The default English language pack contains .ini files for three clients: admin (454 files), api (2 files) and site (69 files). Lists of the .ini files were made in three .txt files, as in this short example for the list of admin .ini files:

com_actionlogs.ini
com_actionlogs.sys.ini
com_admin.ini
com_admin.sys.ini
com_ajax.ini
...
plg_workflow_notification.sys.ini
plg_workflow_publishing.ini
plg_workflow_publishing.sys.ini
tpl_atum.ini
tpl_atum.sys.ini

The PHP script used for translation is shown in full below. It was intended initially for one-time use only so was not polished for public eyes. It is run from the command line. Example input and output:

php initrans.php
Client (one of api, admin or site): api
Processing api/language/en-GB/com_media.ini
Processing api/language/en-GB/joomla.ini
Total = 2

Some parameters are hard-coded:

  • The path to a Joomla 5 installation on the computer running this script.
  • The path to location to receive translated .ini files.
  • The language code of the target language.
  • The language name of the target language.

Not hard coded:

  • Your personal openai.com api key is read from an environment variable.

The script processes each English .ini file in turn, breaks it into short sections of up to 25 lines and sends each section to openai.com for translation.

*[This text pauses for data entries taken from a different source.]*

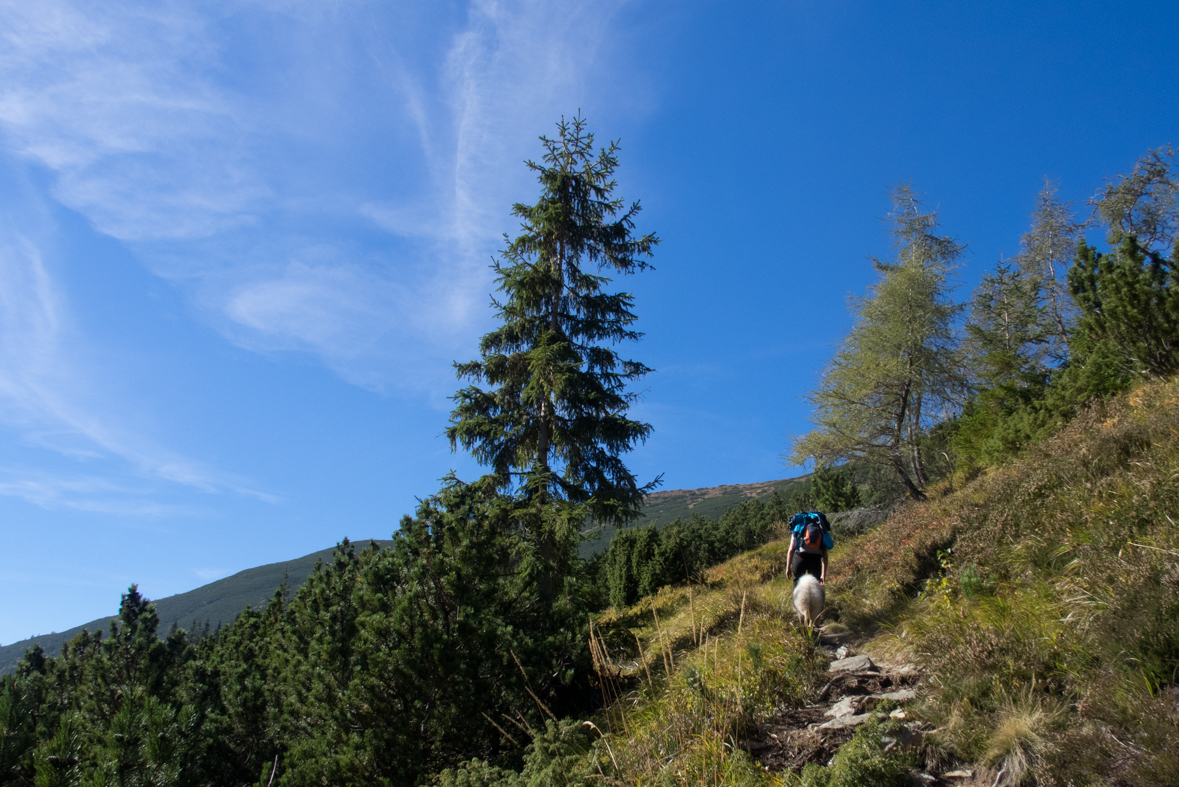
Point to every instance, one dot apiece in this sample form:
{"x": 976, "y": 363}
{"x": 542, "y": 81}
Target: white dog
{"x": 809, "y": 599}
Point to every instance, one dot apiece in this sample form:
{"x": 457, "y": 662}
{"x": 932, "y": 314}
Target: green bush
{"x": 864, "y": 761}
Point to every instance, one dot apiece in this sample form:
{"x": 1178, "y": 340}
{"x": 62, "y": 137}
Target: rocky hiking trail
{"x": 855, "y": 688}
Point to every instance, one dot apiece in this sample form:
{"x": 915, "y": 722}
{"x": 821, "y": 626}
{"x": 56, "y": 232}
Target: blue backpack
{"x": 812, "y": 531}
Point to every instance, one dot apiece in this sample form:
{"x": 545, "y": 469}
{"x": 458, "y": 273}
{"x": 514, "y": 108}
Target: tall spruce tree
{"x": 1130, "y": 303}
{"x": 896, "y": 369}
{"x": 552, "y": 422}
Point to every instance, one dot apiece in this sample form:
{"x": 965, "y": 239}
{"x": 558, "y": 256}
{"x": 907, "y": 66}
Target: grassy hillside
{"x": 1035, "y": 606}
{"x": 216, "y": 603}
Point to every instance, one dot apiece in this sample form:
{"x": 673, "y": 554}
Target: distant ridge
{"x": 218, "y": 603}
{"x": 222, "y": 601}
{"x": 711, "y": 503}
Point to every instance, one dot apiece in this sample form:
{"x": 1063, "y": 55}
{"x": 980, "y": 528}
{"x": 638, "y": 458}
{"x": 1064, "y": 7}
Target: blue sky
{"x": 242, "y": 243}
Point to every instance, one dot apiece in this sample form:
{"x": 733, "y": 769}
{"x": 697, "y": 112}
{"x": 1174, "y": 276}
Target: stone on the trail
{"x": 853, "y": 665}
{"x": 844, "y": 707}
{"x": 832, "y": 640}
{"x": 843, "y": 722}
{"x": 900, "y": 695}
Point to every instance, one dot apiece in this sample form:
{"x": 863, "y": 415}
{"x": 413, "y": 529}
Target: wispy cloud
{"x": 48, "y": 394}
{"x": 152, "y": 136}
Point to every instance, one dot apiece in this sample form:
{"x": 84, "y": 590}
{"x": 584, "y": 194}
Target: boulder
{"x": 853, "y": 665}
{"x": 843, "y": 722}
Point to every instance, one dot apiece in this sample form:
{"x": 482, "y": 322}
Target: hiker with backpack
{"x": 810, "y": 537}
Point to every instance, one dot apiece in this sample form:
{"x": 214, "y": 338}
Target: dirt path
{"x": 856, "y": 687}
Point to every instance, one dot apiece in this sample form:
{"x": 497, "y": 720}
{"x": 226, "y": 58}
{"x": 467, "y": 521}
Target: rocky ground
{"x": 856, "y": 688}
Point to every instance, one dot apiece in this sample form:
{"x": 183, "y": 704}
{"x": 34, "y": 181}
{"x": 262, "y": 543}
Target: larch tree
{"x": 1144, "y": 204}
{"x": 896, "y": 370}
{"x": 1046, "y": 252}
{"x": 551, "y": 420}
{"x": 1008, "y": 329}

The translated sections are then reassembled and output to a new language .ini file.

The script outputs the name of each file being processed. If something goes wrong there is a message to that effect. The longer lists of .ini files did run into completion problems, probably related to openai usage rates. In those cases the solution is to delete the translated files with problems and run the script again. It skips the .ini files that have already been translated.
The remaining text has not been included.